In practice, this eliminates the "generate, read, realize it went the wrong direction, regenerate" loop that wastes time and tokens. For complex tasks like writing a technical analysis or building a multi-step workflow, seeing the plan first means you catch wrong assumptions before they cascade through 2,000 words of output.
GPT-5.4 can operate a computer through screenshots and simulated keyboard/mouse input.

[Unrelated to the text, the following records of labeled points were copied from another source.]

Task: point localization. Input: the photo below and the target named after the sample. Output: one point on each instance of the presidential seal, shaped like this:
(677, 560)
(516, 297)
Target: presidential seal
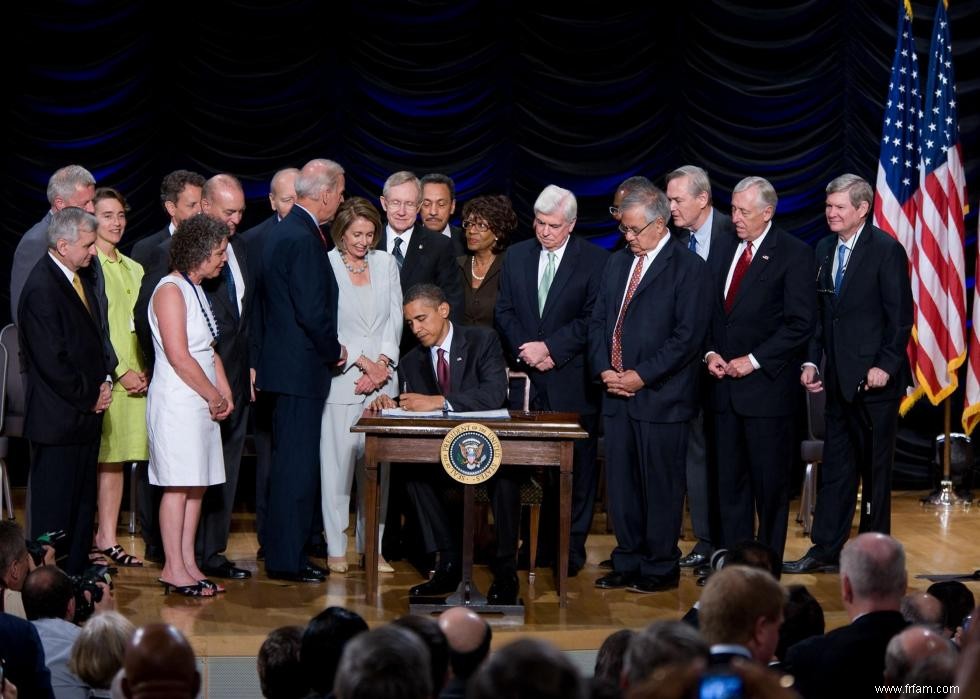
(471, 453)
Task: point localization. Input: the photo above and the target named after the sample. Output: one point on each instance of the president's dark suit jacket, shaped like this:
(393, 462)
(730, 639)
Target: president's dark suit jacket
(869, 323)
(299, 298)
(477, 372)
(663, 332)
(563, 326)
(772, 318)
(64, 349)
(851, 657)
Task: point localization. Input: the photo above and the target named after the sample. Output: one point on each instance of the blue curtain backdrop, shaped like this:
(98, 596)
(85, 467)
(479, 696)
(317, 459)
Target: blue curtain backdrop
(505, 97)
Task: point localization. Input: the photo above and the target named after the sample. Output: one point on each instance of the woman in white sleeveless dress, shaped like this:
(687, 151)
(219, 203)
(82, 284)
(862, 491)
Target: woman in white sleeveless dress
(188, 395)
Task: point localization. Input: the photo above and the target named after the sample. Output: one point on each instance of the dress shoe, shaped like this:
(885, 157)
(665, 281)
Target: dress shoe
(307, 573)
(504, 589)
(809, 564)
(693, 560)
(615, 580)
(226, 570)
(442, 582)
(654, 583)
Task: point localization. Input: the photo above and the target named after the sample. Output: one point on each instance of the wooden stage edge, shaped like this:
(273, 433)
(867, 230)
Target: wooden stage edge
(236, 623)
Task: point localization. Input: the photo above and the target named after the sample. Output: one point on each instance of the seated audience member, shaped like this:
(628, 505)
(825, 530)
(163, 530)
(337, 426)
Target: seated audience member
(160, 663)
(527, 668)
(957, 603)
(280, 673)
(389, 662)
(873, 582)
(468, 636)
(741, 612)
(659, 644)
(97, 656)
(802, 618)
(921, 608)
(323, 644)
(431, 635)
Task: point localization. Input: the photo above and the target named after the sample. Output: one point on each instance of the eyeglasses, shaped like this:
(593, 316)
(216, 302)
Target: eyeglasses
(478, 225)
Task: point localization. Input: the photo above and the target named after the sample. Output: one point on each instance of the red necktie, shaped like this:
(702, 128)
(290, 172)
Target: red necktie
(442, 372)
(740, 268)
(617, 349)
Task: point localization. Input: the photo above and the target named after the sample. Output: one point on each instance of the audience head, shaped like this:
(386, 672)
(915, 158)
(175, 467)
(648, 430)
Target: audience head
(527, 668)
(280, 674)
(159, 663)
(872, 574)
(198, 247)
(802, 618)
(47, 594)
(428, 631)
(488, 221)
(323, 643)
(389, 662)
(660, 643)
(282, 191)
(743, 606)
(468, 637)
(438, 201)
(71, 185)
(180, 193)
(98, 652)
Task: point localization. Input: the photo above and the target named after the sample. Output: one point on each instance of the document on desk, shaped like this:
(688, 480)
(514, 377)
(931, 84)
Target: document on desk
(500, 414)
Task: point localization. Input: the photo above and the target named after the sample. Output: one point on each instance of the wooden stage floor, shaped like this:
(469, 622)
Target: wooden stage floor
(235, 624)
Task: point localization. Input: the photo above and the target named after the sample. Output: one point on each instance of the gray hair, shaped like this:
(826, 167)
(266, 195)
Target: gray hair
(660, 643)
(697, 179)
(67, 223)
(65, 181)
(766, 192)
(857, 189)
(556, 199)
(402, 177)
(318, 175)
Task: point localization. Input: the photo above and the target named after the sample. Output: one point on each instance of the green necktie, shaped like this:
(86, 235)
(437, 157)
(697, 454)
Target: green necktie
(546, 279)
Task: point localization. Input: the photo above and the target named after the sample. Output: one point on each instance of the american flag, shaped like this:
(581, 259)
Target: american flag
(940, 314)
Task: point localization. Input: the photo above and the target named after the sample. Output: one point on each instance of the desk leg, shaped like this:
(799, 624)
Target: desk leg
(565, 519)
(371, 518)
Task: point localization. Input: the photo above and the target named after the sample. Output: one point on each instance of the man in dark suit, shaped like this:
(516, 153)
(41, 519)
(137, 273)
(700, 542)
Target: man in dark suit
(69, 384)
(763, 314)
(703, 229)
(863, 328)
(459, 368)
(873, 582)
(547, 290)
(299, 348)
(230, 295)
(645, 335)
(180, 194)
(438, 205)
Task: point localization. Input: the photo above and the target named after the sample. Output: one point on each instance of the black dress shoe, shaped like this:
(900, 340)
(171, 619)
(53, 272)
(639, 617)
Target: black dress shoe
(307, 573)
(443, 581)
(654, 583)
(809, 564)
(504, 589)
(615, 580)
(226, 570)
(693, 560)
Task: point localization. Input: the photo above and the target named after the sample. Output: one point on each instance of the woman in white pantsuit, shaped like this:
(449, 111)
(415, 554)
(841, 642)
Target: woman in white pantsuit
(369, 325)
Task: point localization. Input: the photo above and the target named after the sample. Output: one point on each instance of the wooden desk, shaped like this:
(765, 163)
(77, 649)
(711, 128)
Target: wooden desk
(526, 439)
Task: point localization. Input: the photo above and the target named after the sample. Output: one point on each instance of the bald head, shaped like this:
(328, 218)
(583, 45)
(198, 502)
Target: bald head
(159, 662)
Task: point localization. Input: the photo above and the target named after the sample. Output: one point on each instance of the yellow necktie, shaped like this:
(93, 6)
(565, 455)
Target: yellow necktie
(77, 283)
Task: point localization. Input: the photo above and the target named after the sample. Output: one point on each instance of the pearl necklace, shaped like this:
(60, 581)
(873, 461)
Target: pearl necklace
(473, 268)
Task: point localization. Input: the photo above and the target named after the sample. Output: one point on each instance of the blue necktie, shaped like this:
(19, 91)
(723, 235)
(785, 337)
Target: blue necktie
(839, 277)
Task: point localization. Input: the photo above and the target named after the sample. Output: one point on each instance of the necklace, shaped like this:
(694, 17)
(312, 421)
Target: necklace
(351, 268)
(473, 268)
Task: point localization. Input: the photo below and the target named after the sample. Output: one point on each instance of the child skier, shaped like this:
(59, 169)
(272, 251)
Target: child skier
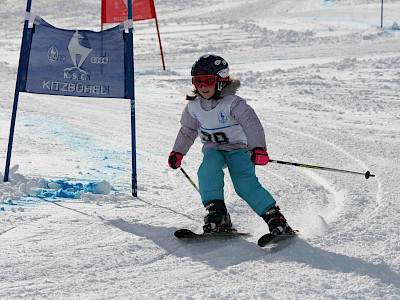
(229, 129)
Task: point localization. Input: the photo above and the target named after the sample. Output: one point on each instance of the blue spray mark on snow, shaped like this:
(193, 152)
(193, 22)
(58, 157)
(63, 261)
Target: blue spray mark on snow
(109, 164)
(56, 191)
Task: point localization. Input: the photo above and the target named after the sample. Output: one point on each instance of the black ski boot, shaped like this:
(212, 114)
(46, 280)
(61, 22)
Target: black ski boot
(276, 222)
(217, 219)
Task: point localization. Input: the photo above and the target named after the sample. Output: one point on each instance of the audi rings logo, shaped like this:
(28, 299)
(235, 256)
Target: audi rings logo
(99, 60)
(54, 56)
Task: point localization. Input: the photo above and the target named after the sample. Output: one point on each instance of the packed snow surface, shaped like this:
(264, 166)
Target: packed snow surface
(324, 79)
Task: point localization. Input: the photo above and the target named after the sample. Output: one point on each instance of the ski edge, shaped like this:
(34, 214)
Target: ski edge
(270, 238)
(187, 233)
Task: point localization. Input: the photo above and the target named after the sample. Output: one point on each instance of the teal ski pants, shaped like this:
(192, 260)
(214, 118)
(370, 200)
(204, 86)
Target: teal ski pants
(242, 172)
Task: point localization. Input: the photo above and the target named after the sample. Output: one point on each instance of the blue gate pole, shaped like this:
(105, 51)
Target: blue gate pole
(131, 94)
(16, 95)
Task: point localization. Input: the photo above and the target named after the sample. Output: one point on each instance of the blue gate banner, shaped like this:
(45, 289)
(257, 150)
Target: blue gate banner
(80, 63)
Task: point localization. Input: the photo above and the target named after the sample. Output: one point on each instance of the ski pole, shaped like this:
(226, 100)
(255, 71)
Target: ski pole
(190, 180)
(366, 174)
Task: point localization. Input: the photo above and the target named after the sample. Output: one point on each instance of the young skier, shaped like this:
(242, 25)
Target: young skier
(229, 129)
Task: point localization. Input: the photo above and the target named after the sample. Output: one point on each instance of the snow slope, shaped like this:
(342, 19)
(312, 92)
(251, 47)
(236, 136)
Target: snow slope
(324, 80)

It scored 75% on OSWorld-Verified, surpassing the human baseline of 72.4%. This makes it the first language model with genuinely superhuman desktop navigation ability.
The practical application: automated workflows that involve interacting with desktop applications, web-based tools, or any interface that does not have an API. Think filling spreadsheets, navigating internal tools, or testing UI flows.

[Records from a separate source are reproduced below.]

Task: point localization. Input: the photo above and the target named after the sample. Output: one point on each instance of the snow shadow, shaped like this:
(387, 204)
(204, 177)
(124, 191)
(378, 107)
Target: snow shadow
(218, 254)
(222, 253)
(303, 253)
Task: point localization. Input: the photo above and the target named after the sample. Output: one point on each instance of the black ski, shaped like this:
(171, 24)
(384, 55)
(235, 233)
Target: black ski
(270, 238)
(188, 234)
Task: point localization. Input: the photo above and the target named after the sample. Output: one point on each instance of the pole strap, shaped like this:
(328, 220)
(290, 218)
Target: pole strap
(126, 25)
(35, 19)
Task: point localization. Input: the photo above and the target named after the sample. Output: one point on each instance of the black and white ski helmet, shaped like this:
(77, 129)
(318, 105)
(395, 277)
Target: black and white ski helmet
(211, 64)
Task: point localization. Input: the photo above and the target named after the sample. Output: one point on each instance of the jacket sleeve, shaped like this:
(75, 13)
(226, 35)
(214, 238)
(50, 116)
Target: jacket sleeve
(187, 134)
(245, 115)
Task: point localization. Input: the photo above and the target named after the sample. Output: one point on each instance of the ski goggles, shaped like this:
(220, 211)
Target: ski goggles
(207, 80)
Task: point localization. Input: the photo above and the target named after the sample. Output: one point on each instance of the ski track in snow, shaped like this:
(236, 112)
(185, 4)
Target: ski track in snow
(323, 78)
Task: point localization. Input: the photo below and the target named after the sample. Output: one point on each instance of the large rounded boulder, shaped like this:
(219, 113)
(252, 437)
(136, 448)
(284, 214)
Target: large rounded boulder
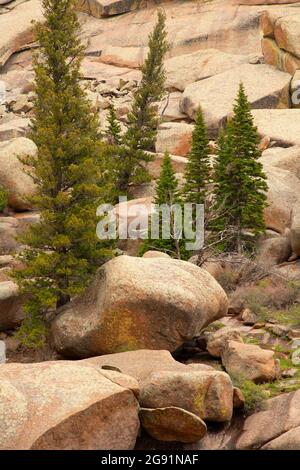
(139, 303)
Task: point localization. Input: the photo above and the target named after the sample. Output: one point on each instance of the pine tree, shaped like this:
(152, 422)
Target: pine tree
(143, 117)
(197, 174)
(113, 131)
(63, 249)
(167, 192)
(240, 182)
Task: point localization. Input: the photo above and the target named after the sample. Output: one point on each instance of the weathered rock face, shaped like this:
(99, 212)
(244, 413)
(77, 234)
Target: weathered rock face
(99, 8)
(169, 108)
(207, 394)
(284, 158)
(280, 59)
(14, 128)
(295, 232)
(133, 305)
(172, 424)
(39, 409)
(280, 44)
(12, 172)
(155, 254)
(175, 137)
(286, 33)
(275, 428)
(190, 68)
(274, 250)
(221, 90)
(283, 194)
(249, 361)
(154, 167)
(140, 364)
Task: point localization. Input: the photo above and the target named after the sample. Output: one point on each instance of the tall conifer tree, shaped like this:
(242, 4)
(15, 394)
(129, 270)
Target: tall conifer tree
(143, 117)
(240, 182)
(113, 130)
(64, 251)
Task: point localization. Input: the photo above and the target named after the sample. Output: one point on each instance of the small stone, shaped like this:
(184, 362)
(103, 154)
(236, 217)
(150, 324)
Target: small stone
(2, 352)
(172, 424)
(238, 398)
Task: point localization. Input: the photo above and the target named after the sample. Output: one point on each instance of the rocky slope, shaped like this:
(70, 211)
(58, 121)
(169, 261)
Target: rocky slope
(162, 304)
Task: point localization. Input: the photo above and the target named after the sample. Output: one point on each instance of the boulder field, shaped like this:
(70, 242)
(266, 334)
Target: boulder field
(139, 303)
(123, 385)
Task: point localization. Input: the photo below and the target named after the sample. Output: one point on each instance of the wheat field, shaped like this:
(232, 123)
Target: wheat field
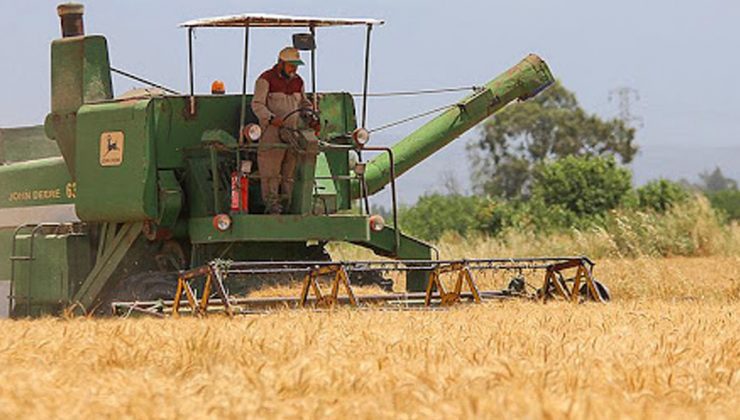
(669, 345)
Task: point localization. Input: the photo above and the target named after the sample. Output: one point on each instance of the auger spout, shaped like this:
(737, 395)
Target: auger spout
(525, 80)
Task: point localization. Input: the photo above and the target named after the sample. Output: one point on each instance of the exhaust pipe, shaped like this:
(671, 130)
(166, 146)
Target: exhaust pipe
(71, 17)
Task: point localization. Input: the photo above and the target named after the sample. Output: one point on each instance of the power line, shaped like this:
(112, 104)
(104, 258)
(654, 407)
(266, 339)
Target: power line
(625, 95)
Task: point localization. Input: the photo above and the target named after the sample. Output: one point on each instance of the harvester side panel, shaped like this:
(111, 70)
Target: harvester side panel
(116, 170)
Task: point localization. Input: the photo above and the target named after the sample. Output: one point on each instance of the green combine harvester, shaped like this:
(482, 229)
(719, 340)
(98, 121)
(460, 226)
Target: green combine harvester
(153, 198)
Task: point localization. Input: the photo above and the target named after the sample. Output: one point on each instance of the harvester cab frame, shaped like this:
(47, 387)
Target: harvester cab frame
(249, 133)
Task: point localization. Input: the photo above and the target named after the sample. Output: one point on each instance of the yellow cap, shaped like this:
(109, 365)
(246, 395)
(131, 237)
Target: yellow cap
(291, 55)
(218, 88)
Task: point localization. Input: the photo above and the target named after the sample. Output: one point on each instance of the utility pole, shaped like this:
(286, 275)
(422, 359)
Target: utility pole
(625, 96)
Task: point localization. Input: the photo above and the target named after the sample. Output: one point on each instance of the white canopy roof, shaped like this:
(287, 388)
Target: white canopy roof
(264, 20)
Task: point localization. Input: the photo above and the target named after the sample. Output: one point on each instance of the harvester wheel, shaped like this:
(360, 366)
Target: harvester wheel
(601, 288)
(146, 286)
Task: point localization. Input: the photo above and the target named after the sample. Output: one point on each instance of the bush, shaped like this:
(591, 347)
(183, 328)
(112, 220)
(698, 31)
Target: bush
(661, 195)
(585, 186)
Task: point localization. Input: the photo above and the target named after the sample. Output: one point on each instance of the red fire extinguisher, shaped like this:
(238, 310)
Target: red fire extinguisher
(235, 187)
(245, 193)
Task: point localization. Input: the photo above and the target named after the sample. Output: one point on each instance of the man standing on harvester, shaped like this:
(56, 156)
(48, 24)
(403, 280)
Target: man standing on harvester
(278, 92)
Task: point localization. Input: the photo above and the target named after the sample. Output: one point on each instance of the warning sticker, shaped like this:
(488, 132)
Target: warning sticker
(111, 148)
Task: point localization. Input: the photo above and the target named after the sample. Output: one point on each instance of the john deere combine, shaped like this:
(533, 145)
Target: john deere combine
(155, 196)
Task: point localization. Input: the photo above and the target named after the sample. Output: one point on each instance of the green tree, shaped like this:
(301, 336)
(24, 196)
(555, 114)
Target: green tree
(551, 126)
(585, 186)
(661, 194)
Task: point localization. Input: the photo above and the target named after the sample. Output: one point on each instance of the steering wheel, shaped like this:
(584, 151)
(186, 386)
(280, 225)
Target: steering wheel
(293, 136)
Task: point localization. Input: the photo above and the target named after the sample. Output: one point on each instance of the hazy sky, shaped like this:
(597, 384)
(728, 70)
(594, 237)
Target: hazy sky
(681, 57)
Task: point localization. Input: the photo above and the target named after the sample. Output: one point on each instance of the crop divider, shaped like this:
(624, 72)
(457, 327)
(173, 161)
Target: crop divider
(452, 297)
(213, 281)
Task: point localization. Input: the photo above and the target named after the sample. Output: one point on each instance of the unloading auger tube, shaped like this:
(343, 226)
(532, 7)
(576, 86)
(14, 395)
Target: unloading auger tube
(525, 80)
(449, 283)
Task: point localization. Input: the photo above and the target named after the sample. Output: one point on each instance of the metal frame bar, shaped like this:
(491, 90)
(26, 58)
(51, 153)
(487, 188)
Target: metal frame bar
(311, 294)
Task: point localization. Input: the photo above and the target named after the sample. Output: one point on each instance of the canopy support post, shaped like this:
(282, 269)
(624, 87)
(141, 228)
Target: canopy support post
(314, 97)
(367, 74)
(190, 71)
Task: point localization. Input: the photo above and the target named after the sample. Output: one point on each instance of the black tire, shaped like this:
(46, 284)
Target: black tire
(601, 288)
(143, 287)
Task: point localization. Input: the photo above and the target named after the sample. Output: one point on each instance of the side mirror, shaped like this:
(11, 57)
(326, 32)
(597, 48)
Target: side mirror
(304, 42)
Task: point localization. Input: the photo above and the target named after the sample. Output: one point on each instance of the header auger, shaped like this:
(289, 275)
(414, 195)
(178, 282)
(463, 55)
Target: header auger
(155, 190)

When working with large tool ecosystems (dozens of APIs, database connections, custom functions), GPT-5.4 can efficiently search and select the right tool rather than requiring you to list every available tool in the prompt. On the MCP Atlas benchmark, this reduced token usage by 47%.

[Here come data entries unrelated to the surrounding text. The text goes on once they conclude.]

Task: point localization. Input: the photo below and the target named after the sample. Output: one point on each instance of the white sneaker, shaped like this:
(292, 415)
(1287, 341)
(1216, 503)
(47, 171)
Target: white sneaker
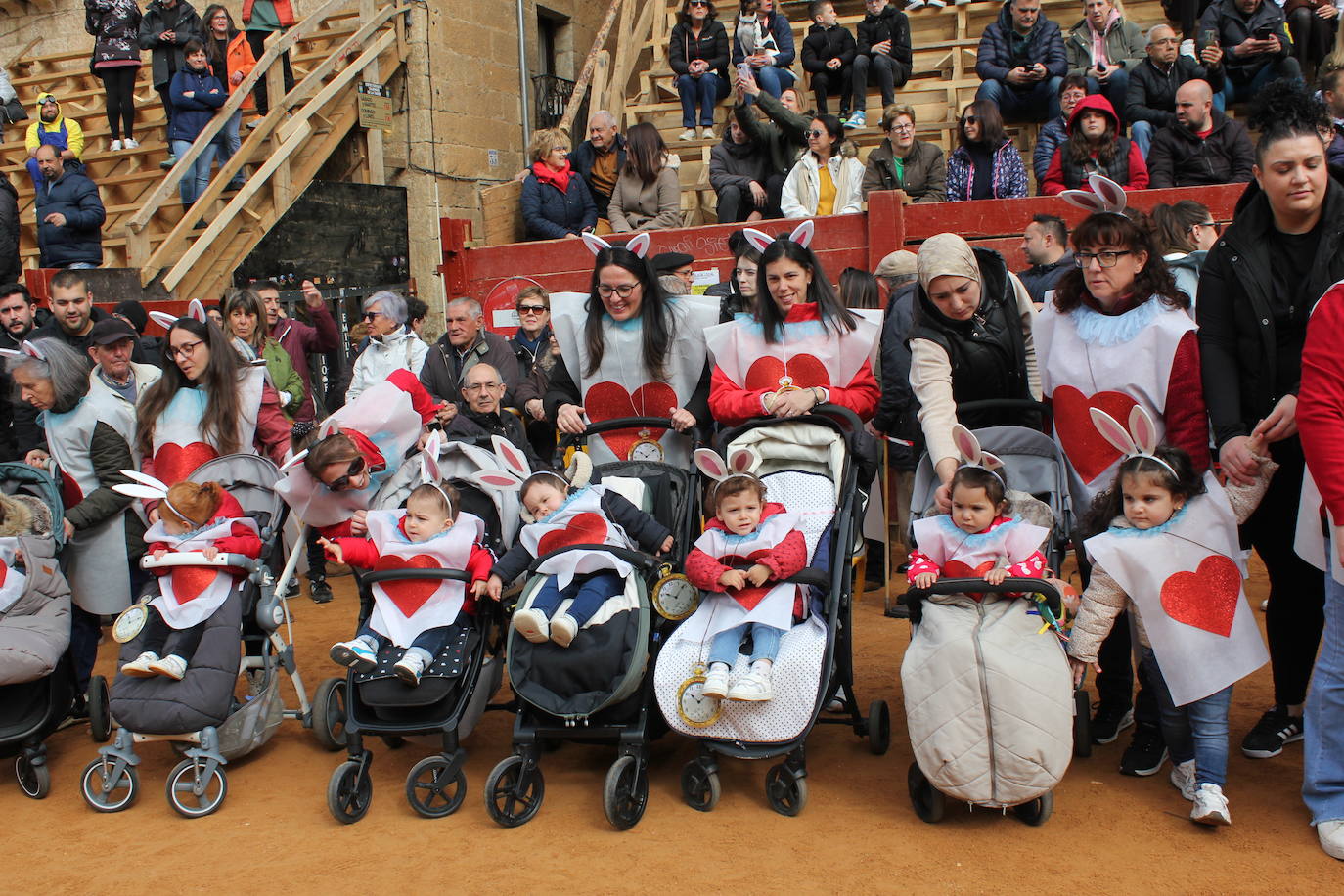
(1183, 778)
(717, 681)
(1210, 806)
(1330, 833)
(563, 628)
(532, 625)
(139, 668)
(171, 666)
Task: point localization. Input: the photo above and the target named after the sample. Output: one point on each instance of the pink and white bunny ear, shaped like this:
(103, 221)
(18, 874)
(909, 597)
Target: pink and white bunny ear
(594, 244)
(758, 241)
(802, 233)
(1142, 430)
(639, 245)
(708, 463)
(1113, 431)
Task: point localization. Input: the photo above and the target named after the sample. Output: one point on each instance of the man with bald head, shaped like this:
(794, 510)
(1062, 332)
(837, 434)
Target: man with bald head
(1150, 96)
(1203, 147)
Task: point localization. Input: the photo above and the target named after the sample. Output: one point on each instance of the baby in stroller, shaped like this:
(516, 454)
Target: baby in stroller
(747, 543)
(412, 614)
(191, 517)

For developers building agentic systems with many integrations, this is a significant efficiency gain. Instead of a 10,000-token system prompt listing every available tool, the model searches its tool registry and picks the right one contextually.
A direct integration bringing GPT-5.4's analytical capabilities into Microsoft Excel. For business users who live in spreadsheets financial analysts, operations managers, marketing teams tracking campaign data this removes the copy-paste friction between Excel and ChatGPT.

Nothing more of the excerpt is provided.